The cost of the Oakville plant — which was cancelled in 2010 — is about $638 million, not $40 million as the Liberals have said, Bruce Sharp told a legislative committee that's looking into the gas plant cancellations.
The mechanical engineer, who says he's spent 25 years in the energy sector, said relocating the plant will cost $40 million, but there are extra costs, said Sharp, who works for Aegent Energy Advisors.
He's pegged gas delivery and management costs at $313 million and transmission costs at $359 million.
"My view is that there are so many people making money in so many different ways in the sector, that when something goes wrong, no one wants to talk about it," he told the committee.
"When the Oakville settlement details were made public in September, it was clear to me that the additional costs quoted of $40 million was low, so I felt the whole subject deserved some attention."
Sharp said he agreed that the cost of relocating another plant in Mississauga will cost about $190 million, but that could have been at least $28 million lower because it will cost less money to deliver natural gas to its new site in Sarnia.
It's unfortunate that Ontario is seeing the "negative outcomes" of abandoning power system planning, he said.
"On the subject of politics, I would just say that we're sitting here today because of the siren call of political intervention and we really need to get away from that political intervention and swear a blood oath to not meddle in electricity policy in Ontario," Sharp added.
The Liberals questioned Sharp's figures, saying their numbers have been independently verified and will be examined by the auditor general.
They also said that money would have to be spent on upgrading transmission regardless of where the plants were located.
But Sharp's testimony bolstered opposition claims that the cancellation of the two plants cost much more than the $230 million the governing Liberals have maintained.
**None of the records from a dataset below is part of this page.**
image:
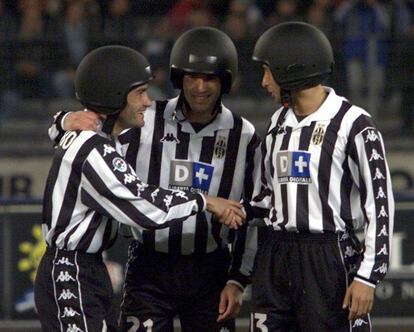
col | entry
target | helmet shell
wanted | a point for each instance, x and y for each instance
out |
(298, 54)
(106, 75)
(204, 50)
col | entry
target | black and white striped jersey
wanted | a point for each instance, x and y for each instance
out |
(222, 159)
(328, 173)
(89, 184)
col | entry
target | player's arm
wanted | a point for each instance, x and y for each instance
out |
(67, 121)
(244, 246)
(260, 203)
(368, 165)
(110, 186)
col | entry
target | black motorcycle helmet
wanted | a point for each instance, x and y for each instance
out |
(298, 54)
(204, 50)
(106, 75)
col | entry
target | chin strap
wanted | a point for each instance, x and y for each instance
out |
(286, 98)
(109, 123)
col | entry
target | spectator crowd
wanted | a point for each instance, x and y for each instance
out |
(42, 42)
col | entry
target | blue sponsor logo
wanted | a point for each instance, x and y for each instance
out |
(293, 166)
(202, 175)
(187, 175)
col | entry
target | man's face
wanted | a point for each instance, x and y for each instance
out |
(132, 116)
(269, 84)
(201, 92)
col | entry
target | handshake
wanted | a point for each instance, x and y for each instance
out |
(228, 212)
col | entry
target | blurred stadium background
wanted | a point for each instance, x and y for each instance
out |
(42, 41)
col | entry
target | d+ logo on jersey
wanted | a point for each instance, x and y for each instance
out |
(293, 166)
(187, 175)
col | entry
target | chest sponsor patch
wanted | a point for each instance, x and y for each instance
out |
(293, 166)
(188, 175)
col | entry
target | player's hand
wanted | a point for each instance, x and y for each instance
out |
(82, 120)
(230, 302)
(228, 212)
(359, 298)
Premier Kathleen Wynne said she was unaware of any additional costs to the Oakville plant cancellation.
"I've been very clear about the information that I have been given, so the numbers that I've talked about are the numbers that I knew," she said.
Whether or not she pays a political cost for decisions made under her predecessor Dalton McGuinty isn't the issue, she said.
"I'm going to make the right decisions as I see them for the people of Ontario going forward, and whether that has a positive or negative impact — or whether something that went before has a positive or negative impact on my personal political career — that's not what the people of Ontario need to worry about," Wynne said.
"What they need to worry about is that they're getting the information to answer the questions that they have, and I'm going to do everything in my power to make sure that that happens, and have done since I've been in this office."
The NDP and Conservatives have accused the Liberals of relocating the Oakville gas plant and then the Mississauga plant in the dying days of the 2011 election campaign to save Liberal seats in the face of local opposition to the projects.
The Liberals knew that it would cost much more than they let on, both parties said.
"There's no way that you can make a private deal on a gas plant with a private person and expect that at the end of it, if you break the deal, it's going to be $40 million," said New Democrat Rosario Marchese.
"It's impossible. I think they all knew that."
Progressive Conservative energy critic Vic Fedeli said he doesn't believe Wynne either.
"A proven energy expert irrefutably proved now that this is in almost a billion dollars, and the government has gone to great pains to cover it up," he said.
"And they'll pay the price for the coverup."